Prior to Giammattei's visit, the Guatemalan ambassador to Germany and concurrently accredited to Ukraine, Jorge Alfredo Lemcke Arévalo, presented his credentials to President Zelensky. The Guatemalan government urged Zelensky to visit Guatemala once the war is over.

On 10 May 2023, Ukrainian foreign minister Dmytro Kuleba arrived in Guatemala City to participate in the IX Summit of the Association of Caribbean States in Antigua Guatemala as an observer state. This is the first visit by a high-ranking Ukrainian official to Guatemala.

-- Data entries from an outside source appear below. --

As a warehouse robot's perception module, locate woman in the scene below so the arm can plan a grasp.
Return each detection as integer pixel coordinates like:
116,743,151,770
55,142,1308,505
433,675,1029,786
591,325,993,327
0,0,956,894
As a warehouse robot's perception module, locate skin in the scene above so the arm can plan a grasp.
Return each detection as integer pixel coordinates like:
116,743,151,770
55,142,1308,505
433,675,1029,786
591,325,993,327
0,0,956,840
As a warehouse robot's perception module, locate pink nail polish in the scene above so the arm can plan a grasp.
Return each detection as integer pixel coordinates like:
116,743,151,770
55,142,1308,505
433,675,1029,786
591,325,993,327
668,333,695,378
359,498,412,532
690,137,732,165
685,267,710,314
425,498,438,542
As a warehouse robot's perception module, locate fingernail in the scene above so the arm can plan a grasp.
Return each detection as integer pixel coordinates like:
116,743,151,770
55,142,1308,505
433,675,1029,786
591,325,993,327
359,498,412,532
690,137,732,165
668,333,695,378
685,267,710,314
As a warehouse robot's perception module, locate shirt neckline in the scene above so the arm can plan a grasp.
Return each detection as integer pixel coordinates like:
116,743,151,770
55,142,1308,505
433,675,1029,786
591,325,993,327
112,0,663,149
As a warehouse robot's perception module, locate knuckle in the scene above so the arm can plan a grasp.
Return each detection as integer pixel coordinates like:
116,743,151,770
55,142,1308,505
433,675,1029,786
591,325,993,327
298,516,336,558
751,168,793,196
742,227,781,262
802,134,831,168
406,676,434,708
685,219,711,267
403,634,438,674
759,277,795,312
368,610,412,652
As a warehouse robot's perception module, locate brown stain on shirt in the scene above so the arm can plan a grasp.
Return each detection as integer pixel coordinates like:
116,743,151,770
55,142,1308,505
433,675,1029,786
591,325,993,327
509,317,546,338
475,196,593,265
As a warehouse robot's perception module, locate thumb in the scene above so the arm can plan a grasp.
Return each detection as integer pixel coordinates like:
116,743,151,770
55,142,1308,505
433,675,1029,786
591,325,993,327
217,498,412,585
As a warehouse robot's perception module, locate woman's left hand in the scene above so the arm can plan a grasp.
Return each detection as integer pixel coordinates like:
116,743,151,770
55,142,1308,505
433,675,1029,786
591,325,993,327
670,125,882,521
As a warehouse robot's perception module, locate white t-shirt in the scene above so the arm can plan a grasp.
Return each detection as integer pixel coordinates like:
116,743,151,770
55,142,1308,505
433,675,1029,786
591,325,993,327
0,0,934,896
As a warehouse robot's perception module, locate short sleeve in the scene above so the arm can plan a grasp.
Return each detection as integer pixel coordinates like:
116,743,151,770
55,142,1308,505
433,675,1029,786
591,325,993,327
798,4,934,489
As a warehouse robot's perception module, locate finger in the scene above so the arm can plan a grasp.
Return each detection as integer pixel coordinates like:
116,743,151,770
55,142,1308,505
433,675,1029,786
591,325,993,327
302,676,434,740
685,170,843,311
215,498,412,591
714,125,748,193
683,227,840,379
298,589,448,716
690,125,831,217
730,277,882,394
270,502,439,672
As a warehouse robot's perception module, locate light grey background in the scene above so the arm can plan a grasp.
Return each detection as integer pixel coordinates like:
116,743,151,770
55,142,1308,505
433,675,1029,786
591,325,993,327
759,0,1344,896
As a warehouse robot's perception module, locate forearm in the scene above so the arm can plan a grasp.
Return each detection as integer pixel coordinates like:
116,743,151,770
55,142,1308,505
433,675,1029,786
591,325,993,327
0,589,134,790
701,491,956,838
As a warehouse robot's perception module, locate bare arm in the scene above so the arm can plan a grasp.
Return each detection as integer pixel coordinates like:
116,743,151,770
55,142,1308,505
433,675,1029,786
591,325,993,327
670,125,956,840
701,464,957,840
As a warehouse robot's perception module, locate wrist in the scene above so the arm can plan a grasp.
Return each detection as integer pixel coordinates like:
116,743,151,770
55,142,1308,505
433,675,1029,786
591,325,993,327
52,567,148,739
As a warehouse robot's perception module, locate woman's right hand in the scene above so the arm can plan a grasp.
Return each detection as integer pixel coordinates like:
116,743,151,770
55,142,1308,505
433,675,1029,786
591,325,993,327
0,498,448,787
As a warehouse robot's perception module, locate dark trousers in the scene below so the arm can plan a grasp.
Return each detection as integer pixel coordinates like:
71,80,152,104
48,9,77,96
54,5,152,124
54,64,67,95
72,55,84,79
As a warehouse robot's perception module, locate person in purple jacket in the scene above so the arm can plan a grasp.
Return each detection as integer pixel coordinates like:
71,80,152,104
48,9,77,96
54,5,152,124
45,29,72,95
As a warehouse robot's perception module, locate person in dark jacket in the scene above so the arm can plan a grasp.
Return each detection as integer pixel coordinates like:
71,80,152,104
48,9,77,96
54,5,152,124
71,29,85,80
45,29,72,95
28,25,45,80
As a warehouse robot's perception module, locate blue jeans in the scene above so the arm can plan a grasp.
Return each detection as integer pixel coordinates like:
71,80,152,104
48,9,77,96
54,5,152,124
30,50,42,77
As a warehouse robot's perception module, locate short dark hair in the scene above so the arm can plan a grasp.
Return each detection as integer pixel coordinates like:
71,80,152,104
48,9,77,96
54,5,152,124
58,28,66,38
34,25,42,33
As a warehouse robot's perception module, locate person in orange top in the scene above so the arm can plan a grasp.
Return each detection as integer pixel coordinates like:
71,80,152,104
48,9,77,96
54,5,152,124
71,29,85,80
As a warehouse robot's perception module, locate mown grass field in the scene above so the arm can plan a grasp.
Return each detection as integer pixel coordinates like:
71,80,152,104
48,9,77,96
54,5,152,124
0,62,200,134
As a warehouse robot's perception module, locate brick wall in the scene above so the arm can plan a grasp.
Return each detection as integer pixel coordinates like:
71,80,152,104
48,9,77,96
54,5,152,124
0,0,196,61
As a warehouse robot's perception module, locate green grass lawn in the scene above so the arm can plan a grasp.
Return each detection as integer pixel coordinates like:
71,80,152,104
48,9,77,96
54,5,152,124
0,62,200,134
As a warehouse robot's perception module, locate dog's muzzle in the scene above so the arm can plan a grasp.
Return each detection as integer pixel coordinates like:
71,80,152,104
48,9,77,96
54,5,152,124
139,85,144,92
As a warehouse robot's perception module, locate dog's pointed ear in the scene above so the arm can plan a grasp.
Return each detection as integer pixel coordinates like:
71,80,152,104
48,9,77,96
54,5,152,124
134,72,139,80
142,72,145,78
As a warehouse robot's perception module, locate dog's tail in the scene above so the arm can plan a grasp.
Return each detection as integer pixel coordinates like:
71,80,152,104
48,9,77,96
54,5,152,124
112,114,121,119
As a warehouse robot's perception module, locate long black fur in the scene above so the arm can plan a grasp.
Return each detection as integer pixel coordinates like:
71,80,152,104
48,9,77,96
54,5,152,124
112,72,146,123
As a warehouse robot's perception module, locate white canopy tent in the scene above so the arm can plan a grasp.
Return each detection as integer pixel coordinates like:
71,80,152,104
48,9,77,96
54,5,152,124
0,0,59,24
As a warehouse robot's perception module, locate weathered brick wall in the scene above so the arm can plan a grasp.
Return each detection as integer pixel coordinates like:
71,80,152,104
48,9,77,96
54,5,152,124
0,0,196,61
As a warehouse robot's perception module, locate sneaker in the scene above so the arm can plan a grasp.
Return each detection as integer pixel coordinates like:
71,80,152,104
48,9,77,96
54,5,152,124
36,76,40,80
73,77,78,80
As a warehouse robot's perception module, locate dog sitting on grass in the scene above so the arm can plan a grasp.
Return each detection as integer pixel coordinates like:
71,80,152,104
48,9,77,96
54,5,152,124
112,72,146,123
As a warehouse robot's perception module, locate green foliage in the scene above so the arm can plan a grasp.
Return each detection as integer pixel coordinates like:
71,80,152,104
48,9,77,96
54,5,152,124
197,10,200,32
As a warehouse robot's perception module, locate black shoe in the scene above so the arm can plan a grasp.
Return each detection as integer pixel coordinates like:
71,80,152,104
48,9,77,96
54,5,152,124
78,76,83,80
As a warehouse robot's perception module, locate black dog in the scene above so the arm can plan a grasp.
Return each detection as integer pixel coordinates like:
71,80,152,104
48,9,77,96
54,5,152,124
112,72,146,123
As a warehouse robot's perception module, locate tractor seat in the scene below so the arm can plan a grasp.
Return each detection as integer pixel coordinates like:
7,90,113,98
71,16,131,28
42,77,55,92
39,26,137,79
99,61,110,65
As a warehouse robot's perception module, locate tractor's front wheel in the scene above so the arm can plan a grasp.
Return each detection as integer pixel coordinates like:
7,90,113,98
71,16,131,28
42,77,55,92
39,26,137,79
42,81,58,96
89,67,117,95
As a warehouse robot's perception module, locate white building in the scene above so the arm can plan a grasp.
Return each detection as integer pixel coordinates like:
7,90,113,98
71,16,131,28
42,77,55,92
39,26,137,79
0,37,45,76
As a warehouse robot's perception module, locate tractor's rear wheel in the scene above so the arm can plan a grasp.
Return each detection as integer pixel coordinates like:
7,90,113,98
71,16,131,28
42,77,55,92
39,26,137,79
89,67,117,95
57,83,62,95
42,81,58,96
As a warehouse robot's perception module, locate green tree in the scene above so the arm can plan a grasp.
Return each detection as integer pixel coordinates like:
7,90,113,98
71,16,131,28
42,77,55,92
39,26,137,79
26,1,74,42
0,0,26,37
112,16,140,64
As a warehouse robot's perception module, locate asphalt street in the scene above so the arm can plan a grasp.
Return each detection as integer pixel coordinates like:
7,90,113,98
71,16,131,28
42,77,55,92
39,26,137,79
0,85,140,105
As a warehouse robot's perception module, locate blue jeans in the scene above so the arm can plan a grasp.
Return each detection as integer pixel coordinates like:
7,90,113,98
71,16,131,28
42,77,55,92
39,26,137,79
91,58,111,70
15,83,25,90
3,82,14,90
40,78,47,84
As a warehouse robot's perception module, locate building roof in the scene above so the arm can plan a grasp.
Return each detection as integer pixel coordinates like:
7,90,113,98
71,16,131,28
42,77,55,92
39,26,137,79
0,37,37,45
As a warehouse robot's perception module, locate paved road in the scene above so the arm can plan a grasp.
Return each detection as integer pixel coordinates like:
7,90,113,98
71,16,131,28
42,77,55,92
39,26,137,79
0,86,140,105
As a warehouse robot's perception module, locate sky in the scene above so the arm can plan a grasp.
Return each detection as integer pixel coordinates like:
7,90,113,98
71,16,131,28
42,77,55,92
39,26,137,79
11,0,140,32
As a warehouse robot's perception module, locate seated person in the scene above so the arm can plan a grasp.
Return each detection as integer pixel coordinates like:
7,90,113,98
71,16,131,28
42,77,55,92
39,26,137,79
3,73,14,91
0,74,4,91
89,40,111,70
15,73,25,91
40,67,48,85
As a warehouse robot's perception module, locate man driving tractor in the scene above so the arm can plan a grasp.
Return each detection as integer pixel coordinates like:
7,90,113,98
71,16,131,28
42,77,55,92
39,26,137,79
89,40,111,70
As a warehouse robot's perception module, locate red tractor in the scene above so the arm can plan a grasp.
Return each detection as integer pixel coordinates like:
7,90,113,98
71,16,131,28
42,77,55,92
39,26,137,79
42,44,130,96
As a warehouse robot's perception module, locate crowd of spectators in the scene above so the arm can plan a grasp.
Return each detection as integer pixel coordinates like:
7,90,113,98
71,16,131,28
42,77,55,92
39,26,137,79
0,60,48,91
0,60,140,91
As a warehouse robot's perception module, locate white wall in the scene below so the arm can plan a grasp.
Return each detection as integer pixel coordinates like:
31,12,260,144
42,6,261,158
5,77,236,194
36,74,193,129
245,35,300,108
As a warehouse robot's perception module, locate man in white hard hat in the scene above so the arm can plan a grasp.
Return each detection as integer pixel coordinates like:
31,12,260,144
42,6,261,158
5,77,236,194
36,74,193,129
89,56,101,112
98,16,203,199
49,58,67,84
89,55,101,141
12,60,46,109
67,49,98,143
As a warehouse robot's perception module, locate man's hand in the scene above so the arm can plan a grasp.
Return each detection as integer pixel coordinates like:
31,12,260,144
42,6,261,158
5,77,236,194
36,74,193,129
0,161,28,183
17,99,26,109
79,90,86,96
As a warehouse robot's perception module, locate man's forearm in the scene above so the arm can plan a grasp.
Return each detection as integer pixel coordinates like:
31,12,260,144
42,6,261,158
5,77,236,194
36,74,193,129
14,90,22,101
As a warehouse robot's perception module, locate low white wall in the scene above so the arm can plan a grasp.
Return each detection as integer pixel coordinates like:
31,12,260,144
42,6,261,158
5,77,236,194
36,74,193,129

On 17 February 2024, within the framework of the 60th Munich Security Conference, Guatemalan president Bernardo Arévalo met with President Zelensky, who thanked Guatemala for its support and invited Arévalo to participate in the first Global Peace Summit at the level of heads of state, held in Switzerland. Arévalo was ultimately unable to attend due to internal issues, but sent Foreign Minister Carlos Ramiro Martínez in his place. In April of the same year, the High Representative of the European Union for Foreign Affairs and Security Policy announced that Ukraine had joined the sanctions against four officials of the Guatemalan Public Prosecutor's Office (including the attorney general María Consuelo Porras) and a judge for their controversial role during the 2023 general elections.

In September of the same year, First Lady Lucrecia Peinado traveled to Ukraine to participate in the 4th Summit of First Ladies and Gentlemen, and later met with her Ukrainian counterpart, Olena Zelenska. It was Peinado's first official solo trip as First Lady.

== State visits ==
=== Guatemala ===
- President Alejandro Giammattei (2022)
  - Minister of Foreign Affairs Mario Búcaro
  - Minister of National Defense Henry Reyes
- First Lady Lucrecia Peinado (2024)

=== Ukraine ===
- Minister of Foreign Affairs Dmytro Kuleba (2023)
==Resident diplomatic missions==
- Guatemala is accredited to Ukraine from its embassy in Warsaw, Poland.
- Ukraine is accredited to Guatemala from its embassy in Mexico City, Mexico.